While convicted prisoners do not retain the full panoply of constitutional rights normally enjoyed by those not convicted or incarcerated, their status as prisoners does not remove them entirely from the purview of the first amendment. A prison inmate retains those first amendment rights that are not inconsistent with his status as a prisoner or with the legitimate penological objectives of the corrections system. Procunier v. Martinez,416 U.S. 396, 412, 94 S.Ct. 1800, 40 L.Ed.2d 224 (1974); Pell v. Procunier,417 U.S. 817, 822, 94 S.Ct. 2800, 41 L.Ed.2d 495 (1974); Jones v. North Carolina Prisoners' Union, 433 U.S. 119, 129, 97 S.Ct. 2532, 53 L.Ed.2d 629 (1977).
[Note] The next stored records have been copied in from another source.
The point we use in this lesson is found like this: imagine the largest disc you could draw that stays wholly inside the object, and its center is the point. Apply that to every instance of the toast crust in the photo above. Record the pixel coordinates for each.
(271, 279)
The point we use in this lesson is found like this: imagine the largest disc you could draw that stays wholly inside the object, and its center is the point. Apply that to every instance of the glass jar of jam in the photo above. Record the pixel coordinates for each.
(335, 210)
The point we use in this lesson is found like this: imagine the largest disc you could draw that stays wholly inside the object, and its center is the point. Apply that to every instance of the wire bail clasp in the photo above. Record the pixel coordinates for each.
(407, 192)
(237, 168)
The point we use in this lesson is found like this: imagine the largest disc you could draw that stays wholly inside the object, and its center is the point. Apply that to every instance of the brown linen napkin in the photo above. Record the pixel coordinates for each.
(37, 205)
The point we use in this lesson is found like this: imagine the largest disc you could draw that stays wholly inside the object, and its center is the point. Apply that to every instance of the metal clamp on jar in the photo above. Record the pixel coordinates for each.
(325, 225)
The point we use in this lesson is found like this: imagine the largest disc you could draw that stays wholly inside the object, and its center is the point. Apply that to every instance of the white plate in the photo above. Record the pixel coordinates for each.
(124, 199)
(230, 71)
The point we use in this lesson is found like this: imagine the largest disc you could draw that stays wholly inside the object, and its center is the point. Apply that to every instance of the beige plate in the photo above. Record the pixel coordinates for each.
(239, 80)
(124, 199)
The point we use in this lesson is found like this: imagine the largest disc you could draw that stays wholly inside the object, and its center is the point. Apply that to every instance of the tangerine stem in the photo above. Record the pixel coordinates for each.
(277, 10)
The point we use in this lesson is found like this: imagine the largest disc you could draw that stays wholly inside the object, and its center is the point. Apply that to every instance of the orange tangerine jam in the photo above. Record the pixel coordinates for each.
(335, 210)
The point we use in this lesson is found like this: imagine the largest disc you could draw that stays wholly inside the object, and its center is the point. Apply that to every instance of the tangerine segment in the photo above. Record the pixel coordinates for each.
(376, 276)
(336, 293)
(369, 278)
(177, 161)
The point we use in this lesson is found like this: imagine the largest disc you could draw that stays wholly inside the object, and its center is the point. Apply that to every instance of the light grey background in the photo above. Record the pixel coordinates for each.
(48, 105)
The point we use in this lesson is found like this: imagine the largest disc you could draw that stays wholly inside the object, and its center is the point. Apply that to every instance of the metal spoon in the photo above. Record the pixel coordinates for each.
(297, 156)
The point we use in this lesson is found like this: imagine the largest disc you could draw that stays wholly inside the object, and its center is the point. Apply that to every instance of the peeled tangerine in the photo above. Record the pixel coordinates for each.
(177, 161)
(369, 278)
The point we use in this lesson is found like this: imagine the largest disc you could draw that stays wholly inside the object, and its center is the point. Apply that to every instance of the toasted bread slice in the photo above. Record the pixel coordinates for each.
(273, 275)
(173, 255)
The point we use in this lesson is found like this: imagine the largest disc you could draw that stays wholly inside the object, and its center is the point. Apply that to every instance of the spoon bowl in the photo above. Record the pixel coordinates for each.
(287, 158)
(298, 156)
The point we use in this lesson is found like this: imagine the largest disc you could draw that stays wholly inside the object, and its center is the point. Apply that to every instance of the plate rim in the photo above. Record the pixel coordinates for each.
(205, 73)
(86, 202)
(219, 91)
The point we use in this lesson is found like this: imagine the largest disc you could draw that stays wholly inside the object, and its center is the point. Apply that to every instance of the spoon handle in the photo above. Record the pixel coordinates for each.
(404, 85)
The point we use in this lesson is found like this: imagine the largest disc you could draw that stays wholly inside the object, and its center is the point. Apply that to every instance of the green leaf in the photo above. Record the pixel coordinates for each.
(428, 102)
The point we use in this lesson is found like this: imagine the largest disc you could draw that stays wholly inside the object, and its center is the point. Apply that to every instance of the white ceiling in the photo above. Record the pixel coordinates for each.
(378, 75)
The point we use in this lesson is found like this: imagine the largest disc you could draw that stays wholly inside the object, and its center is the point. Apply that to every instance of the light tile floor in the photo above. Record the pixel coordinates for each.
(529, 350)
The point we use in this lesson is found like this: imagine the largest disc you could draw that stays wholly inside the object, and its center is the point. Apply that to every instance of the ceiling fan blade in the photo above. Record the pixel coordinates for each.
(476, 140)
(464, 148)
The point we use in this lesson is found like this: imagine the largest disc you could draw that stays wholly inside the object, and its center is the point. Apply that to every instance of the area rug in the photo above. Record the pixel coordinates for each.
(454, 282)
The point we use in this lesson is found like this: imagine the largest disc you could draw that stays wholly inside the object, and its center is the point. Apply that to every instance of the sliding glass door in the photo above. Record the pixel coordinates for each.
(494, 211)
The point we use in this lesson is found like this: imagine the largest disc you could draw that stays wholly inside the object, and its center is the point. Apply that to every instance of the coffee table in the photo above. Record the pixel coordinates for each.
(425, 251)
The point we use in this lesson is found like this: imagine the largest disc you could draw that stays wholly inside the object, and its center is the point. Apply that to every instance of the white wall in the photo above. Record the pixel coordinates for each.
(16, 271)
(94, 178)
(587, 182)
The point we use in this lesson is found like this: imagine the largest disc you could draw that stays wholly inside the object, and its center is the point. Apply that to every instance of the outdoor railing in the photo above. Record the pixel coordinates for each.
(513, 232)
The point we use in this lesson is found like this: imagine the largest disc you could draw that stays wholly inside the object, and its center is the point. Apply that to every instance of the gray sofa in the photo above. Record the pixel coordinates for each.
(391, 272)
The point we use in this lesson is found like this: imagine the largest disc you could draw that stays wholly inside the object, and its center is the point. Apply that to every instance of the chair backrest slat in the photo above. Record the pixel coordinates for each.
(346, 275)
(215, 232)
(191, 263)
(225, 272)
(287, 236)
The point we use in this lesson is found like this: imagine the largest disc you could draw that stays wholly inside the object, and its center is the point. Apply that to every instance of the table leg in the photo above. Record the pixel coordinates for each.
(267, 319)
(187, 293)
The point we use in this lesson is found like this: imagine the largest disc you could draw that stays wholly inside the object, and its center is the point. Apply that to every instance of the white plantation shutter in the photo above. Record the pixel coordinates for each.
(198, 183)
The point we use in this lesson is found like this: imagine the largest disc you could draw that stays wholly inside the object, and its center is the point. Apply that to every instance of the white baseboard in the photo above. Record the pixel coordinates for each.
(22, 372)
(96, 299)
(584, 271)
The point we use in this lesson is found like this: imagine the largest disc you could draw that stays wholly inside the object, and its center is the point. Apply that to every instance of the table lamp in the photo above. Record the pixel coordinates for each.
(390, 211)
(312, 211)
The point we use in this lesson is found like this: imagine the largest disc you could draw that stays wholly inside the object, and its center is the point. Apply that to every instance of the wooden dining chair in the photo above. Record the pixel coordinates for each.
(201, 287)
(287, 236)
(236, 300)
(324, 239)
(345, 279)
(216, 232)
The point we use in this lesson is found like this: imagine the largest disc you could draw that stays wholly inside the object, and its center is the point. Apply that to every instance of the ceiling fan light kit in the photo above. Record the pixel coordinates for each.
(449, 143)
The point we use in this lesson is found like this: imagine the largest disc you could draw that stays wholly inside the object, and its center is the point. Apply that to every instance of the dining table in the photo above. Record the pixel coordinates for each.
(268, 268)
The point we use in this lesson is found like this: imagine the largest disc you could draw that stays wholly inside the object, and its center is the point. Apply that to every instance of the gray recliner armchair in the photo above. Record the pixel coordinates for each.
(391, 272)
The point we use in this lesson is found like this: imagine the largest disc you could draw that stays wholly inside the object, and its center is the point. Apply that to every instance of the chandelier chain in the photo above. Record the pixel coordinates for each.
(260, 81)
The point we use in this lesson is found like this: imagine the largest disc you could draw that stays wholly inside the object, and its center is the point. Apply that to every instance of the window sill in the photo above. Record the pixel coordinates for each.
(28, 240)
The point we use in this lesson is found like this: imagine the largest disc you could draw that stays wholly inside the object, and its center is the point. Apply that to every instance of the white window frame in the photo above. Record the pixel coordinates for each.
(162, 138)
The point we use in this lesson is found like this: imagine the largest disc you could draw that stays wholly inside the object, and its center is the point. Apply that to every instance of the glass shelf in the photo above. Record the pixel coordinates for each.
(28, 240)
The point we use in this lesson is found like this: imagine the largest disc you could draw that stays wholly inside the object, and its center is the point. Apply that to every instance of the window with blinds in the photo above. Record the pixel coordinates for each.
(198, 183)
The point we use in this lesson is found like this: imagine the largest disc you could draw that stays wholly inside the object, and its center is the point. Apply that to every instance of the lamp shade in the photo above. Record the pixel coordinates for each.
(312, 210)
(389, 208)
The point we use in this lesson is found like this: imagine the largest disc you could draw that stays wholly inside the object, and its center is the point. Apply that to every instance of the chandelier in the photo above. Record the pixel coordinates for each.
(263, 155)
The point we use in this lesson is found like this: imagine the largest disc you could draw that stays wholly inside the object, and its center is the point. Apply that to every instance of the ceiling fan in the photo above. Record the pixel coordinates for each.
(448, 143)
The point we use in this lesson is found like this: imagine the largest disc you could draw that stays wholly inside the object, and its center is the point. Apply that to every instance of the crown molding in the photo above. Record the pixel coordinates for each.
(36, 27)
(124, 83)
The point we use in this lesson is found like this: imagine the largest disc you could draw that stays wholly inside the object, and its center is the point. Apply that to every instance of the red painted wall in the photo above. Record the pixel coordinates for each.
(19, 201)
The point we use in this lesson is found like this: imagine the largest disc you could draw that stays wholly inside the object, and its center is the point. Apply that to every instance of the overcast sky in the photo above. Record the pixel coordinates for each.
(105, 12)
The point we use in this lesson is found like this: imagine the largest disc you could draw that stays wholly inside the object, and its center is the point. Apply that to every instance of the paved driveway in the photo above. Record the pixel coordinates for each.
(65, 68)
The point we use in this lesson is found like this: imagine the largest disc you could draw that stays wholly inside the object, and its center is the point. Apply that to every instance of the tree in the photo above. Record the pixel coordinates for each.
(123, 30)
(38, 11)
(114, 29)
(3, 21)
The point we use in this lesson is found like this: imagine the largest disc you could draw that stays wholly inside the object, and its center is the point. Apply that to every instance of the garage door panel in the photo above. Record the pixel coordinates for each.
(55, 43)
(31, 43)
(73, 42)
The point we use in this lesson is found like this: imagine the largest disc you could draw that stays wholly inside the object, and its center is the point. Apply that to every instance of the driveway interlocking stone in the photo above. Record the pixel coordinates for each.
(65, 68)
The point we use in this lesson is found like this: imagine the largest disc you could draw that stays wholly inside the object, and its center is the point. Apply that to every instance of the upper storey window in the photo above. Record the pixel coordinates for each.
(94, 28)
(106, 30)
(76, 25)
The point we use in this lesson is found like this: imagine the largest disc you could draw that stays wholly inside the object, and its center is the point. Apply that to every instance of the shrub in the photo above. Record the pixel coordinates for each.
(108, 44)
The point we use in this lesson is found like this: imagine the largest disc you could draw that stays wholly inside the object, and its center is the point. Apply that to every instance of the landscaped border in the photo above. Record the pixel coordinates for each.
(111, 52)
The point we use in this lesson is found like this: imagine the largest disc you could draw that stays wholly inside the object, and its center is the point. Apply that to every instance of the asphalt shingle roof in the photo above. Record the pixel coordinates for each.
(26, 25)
While the parties do not dispute the correctness of this basic proposition, they differ sharply about how it is to be applied in the instant case. Plaintiffs assert that Martinez teaches that the first amendment rights of the inmates and subscribers must prevail unless defendants prove that censorship or suspension of the disputed issue of FYSK furthers one or more of the substantial governmental interests of security, order and rehabilitation.